My phone is a Samsung Galaxy, nothing too fancy but the recording quality is acceptable.
And finally, when you upload a video to YouTube, it applies a process of normalization and it softens the peaks of sound, getting rid of the saturation. Before uploading the video, there was quite a lot of unpleasant buzzing sounds and YouTube fixed it for me, even though I lost some volume specially in the last part of the track.
Hope you find this info useful. I hope one day I can use an audio interface and a DAW, but with my laptop I guess that it won’t work propperly, I might need a more powerful device so at the moment, as it’s for learning purpouses, I prefer to keep it simple.
Jose, you don’t mention the spec of your laptop but from my experience Reaper works well with a relatively low spec machine. Perhaps there are other options.
My laptop comes with 8GB Ram and 500GB hard disc, but sometimes it struggles when doing some serious engineering stuff… I’m considering changing it, and when I do so I’ll probably buy an interface and install some free-to-use DAW.

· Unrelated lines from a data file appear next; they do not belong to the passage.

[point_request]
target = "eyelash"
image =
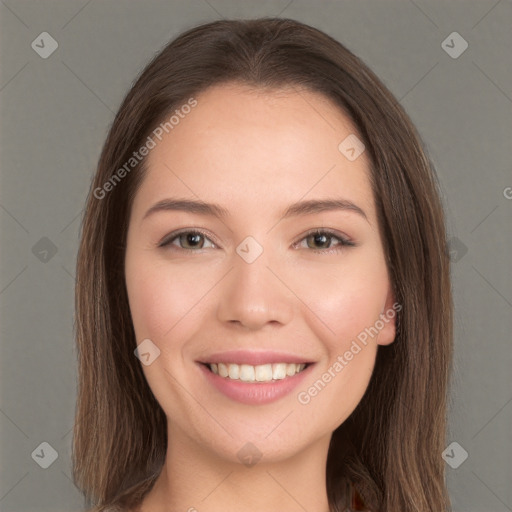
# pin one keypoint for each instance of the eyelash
(344, 242)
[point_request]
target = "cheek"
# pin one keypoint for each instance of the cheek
(347, 299)
(162, 303)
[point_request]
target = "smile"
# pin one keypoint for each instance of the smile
(258, 373)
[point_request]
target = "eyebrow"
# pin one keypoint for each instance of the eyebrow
(308, 207)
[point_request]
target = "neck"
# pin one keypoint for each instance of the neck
(195, 479)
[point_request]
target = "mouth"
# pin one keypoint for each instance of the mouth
(262, 373)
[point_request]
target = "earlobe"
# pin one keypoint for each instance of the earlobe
(387, 321)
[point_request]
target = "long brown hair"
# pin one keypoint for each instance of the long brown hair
(390, 447)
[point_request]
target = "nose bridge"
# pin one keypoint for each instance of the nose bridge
(253, 294)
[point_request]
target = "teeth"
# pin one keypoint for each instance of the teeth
(259, 373)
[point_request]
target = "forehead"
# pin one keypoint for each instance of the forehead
(254, 149)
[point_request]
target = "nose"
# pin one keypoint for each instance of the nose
(254, 294)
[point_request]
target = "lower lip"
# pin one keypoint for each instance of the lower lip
(258, 392)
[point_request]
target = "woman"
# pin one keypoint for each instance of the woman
(259, 369)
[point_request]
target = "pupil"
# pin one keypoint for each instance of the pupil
(193, 238)
(318, 238)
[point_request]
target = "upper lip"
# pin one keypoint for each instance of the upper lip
(253, 357)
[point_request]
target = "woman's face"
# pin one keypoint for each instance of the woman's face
(255, 287)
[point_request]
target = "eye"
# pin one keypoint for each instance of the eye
(190, 237)
(324, 237)
(190, 240)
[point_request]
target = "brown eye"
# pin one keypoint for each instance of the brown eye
(188, 240)
(324, 238)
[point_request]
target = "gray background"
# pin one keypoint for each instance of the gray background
(55, 113)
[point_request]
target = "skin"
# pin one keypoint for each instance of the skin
(254, 152)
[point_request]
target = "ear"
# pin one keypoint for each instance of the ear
(387, 320)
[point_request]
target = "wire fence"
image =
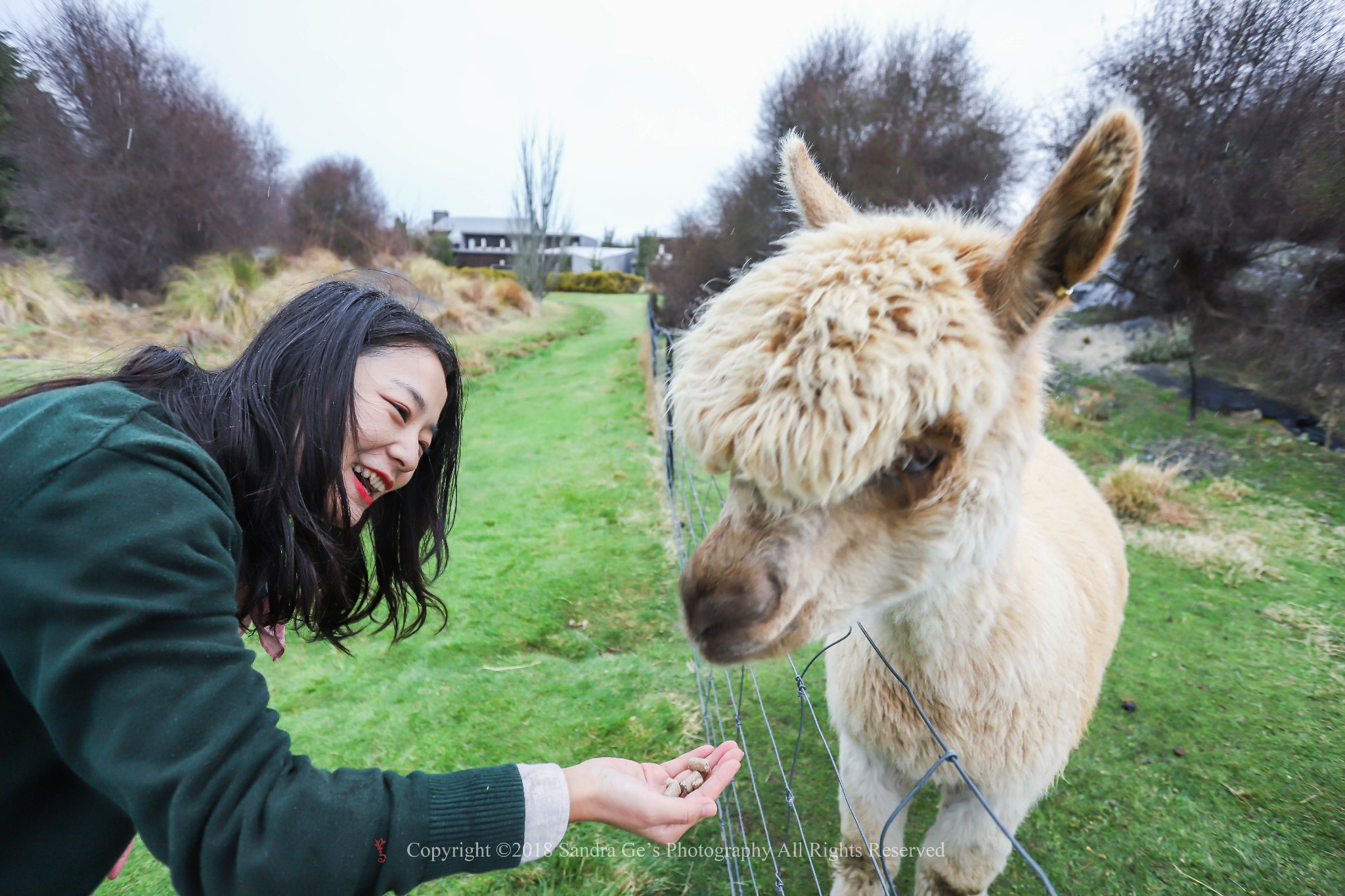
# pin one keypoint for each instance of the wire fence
(757, 852)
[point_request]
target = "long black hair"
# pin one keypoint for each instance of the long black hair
(276, 419)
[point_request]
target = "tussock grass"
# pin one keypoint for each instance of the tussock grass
(1228, 557)
(41, 292)
(462, 301)
(214, 300)
(1143, 494)
(1325, 640)
(1088, 409)
(1228, 489)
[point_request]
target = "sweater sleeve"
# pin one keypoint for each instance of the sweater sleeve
(120, 633)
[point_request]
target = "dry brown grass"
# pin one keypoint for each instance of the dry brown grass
(1320, 636)
(1228, 489)
(43, 293)
(509, 293)
(1086, 410)
(459, 301)
(1145, 494)
(1231, 557)
(215, 305)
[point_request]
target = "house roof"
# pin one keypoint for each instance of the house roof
(479, 224)
(591, 253)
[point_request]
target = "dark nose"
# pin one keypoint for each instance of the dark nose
(721, 602)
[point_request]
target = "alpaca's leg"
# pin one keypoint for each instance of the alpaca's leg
(875, 790)
(965, 849)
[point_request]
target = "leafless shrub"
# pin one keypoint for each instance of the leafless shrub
(906, 121)
(337, 206)
(1246, 106)
(536, 210)
(124, 156)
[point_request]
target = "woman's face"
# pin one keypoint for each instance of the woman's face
(400, 393)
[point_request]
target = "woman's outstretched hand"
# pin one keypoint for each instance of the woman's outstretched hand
(630, 794)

I’ve heard good things about Cakewalk by Bandlab, I’ll probably give it a try.
Jose, you don’t mention the CPU and OS but I am guessing based on 8GB RAM it would run Reaper just fine. As I said, Reaper is noted to be light on resources. I have heard good things about Cakewalk but have no idea as to how it may run on your laptop. Another perhaps worth researching is Ardour.

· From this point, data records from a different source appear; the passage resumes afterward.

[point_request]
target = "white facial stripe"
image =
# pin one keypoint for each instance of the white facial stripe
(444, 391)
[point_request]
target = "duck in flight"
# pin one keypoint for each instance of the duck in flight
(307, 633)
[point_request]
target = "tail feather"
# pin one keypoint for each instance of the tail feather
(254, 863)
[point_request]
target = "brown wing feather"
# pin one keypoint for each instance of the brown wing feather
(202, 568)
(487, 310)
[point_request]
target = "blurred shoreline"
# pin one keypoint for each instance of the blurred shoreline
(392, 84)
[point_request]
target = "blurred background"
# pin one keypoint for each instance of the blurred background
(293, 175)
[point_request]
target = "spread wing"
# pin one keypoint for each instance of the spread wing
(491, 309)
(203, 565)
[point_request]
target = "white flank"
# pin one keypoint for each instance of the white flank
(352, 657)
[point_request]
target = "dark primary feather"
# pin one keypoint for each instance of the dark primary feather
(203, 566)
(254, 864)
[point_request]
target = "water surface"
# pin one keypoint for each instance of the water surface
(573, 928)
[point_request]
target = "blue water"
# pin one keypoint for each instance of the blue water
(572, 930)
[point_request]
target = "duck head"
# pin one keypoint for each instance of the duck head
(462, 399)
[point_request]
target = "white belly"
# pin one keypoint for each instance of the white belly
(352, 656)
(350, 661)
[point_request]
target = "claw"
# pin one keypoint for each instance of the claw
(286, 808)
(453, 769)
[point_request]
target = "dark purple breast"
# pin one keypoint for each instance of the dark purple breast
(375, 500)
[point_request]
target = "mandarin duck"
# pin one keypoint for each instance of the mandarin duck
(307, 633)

@Majik Keith, do you perhaps have insight into the resource demands of Ardour and maybe Cakewalk?
Well, the whole subject is a bit “how long is a piece of string”. Ultimately it will depend on how many tracks you have in your project and how many plugins/processors you use.
I think most DAWs will work minimally on 4Gb but they may be slow and you will definitely hit limitations with track counts and plugins earlier than with a machine with more RAM.
Note that Reaper, apparently, recommends 16 Gb RAM, but will run on less. I have heard people running Reaper OK on 4 Gb.
(I did struggle to find official system requirements for Reaper)
Ardour is pretty lightweight for a DAW. Some of that, perhaps, comes from it’s heritage of being a Linux application, and Linux applications tend to be leaner that Windows and Mac equivalents.
As far as Ardour is concerned, a few years ago I did a live band recording “from the desk” (the desk being my Behringer XR18 mixer) over USB into an old laptop with 4 Gb RAM. It was around 2 and a half hours of recording with 16 channels and it worked without a hiccup. Note that, as this was a recording, I wasn’t using any plugins.
It may also be worth considering running under Linux as Linux itself tends to be less resource hungry than Windows.
Regards Reaper I was quite happily running on 4gb for a number of years until the PC drowned. That included many multi track projects with 12-16+ tracks. OK not excessive in the general scheme of track totals but it worked fine. The replacement PC is 16gb so all good.
Really enjoyed the track and the switch of emotions in the musicality, really well done. From my perspective the mix and production sound good as well.
It may have been a bit hot on the “nerd” stats but from my understanding, Youtube will bring that down to their desired levels. Their True Peak is -2db so you could lose some quality by that reduction but it all sounded good to me. What YouTube doesn’t do, unlike for example Spotify, is raise the levels if they are too low. As I understand it Spotify aims for a consistent volume track to track. If you come in too low on YouTube, you stay low. Hope that helps, many discussion on that subject matter hereabouts !
That’s true. Much like Toby, I used Reaper to produce projects with more than a few tracks, greater than 8, and made reasonable use of plug-ins, digital instruments etc. And the first time I started to experience problems was when I started to use Ozone plug-ins extensively. To be fair my PC was under their spec.
So I think Reaper is likely to perform better than some of the other common DAWs eg Cubase if producing the same project on a lower spec’ed PC.
I had a sense that Ardour may also be a good option if your PC is a little older and not high spec.